Working code
Pure stdlib Python and minimal-dependency JavaScript. Ninety-eight lines of Python; a hundred of JavaScript. Read them in five minutes, paste them into your project in five more.
Python
Standard library only — hashlib, unicodedata,
re. No pip dependencies. Drop into any project. The
snippet below is the core; the complete annotated file lives at
code/usbn.py
in the reference repository.
import hashlib, re, unicodedata
ALPHABET = "0123456789ABCDEFGHJKMNPQRSTVWXYZ" # Crockford Base32
BASE, DIGEST_BYTES, HASH_BITS, ENCODED_LEN = 32, 8, 60, 12
def normalize_fields(*fields):
raw = " ".join(str(f) for f in fields)
nfkd = unicodedata.normalize("NFKD", raw)
stripped = "".join(c for c in nfkd if not unicodedata.combining(c))
return re.sub(r"\s+", " ", stripped.upper()).strip()
def _base32_encode(n):
if n == 0: return ALPHABET[0]
out = []
while n:
n, r = divmod(n, BASE)
out.append(ALPHABET[r])
return "".join(reversed(out))
def _hash_to_identifier(canonical, prefix):
digest = hashlib.blake2s(canonical.encode("utf-8"),
digest_size=DIGEST_BYTES).digest()
n = int.from_bytes(digest, "big") >> 4 # top 60 bits
encoded = _base32_encode(n).rjust(ENCODED_LEN, ALPHABET[0])
return prefix + encoded[-ENCODED_LEN:]
def generate_usbn(title, author, year):
return _hash_to_identifier(normalize_fields(title, author, year), "U")
def generate_wsbn(title, author):
return _hash_to_identifier(normalize_fields(title, author), "W")
JavaScript
Browser or Node, single npm dependency (blakejs,
≈4 kB). The exact same computation as the Python version; both
are tested against the shared test vectors.
import { blake2s } from 'blakejs';
const ALPHABET = '0123456789ABCDEFGHJKMNPQRSTVWXYZ';
const BASE = BigInt(ALPHABET.length);
function normalizeFields(...fields) {
const raw = fields.map(String).join(' ');
const nfkd = raw.normalize('NFKD');
const stripped = nfkd.replace(/\p{M}/gu, '');
return stripped.toUpperCase().replace(/\s+/g, ' ').trim();
}
function _hashToIdentifier(canonical, prefix) {
const bytes = new TextEncoder().encode(canonical);
const digest = blake2s(bytes, null, 8);
let n = 0n;
for (const b of digest) n = (n << 8n) | BigInt(b);
n = n >> 4n; // top 60 bits
let out = '';
while (n > 0n) {
const r = Number(n % BASE);
out = ALPHABET[r] + out;
n = n / BASE;
}
return prefix + out.padStart(12, '0').slice(-12);
}
export const generateUSBN = (t, a, y) =>
_hashToIdentifier(normalizeFields(t, a, y), 'U');
export const generateWSBN = (t, a) =>
_hashToIdentifier(normalizeFields(t, a), 'W');
Command-line usage
If you have the Python reference installed, you can generate USBNs from the shell:
$ python3 -c "from usbn import generate_usbn; print(generate_usbn('The Outline of History', 'H. G. Wells', 1949))"
UAZJA136WFYXF
Integrating USBN into your catalog
The recommended integration pattern is:
- Store the USBN alongside each existing identifier (OCLC, LCCN, OLID).

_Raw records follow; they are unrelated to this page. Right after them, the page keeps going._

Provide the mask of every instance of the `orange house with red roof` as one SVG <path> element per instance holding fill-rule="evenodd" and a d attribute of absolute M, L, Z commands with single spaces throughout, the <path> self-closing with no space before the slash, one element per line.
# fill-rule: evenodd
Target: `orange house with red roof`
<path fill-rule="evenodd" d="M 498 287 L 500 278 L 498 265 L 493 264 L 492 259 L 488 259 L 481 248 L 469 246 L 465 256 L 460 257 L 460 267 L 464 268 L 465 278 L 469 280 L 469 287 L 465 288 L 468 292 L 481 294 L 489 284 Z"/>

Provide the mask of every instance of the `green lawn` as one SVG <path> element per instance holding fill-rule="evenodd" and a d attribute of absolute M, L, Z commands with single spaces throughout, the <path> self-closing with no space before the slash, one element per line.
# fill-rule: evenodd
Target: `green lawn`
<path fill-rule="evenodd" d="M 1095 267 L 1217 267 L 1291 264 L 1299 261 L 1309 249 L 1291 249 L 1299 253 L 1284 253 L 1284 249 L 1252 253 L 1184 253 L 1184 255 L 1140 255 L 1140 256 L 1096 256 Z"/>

- Store the WSBN as a separate column — this becomes your work-level join key.
- Compute USBNs lazily, at the time a record is first saved, from the title-page metadata you already have.
- Do not rename or remove USBN columns across updates. A USBN is stable for the life of the spec; only the underlying resolver moves.
Verifying your implementation
The test vectors file contains canonical inputs and their expected USBN / WSBN outputs. Any implementation that produces these values is conformant. If it doesn't, the bug is yours. The test vectors are versioned with the spec; future versions of USBN will ship new vectors.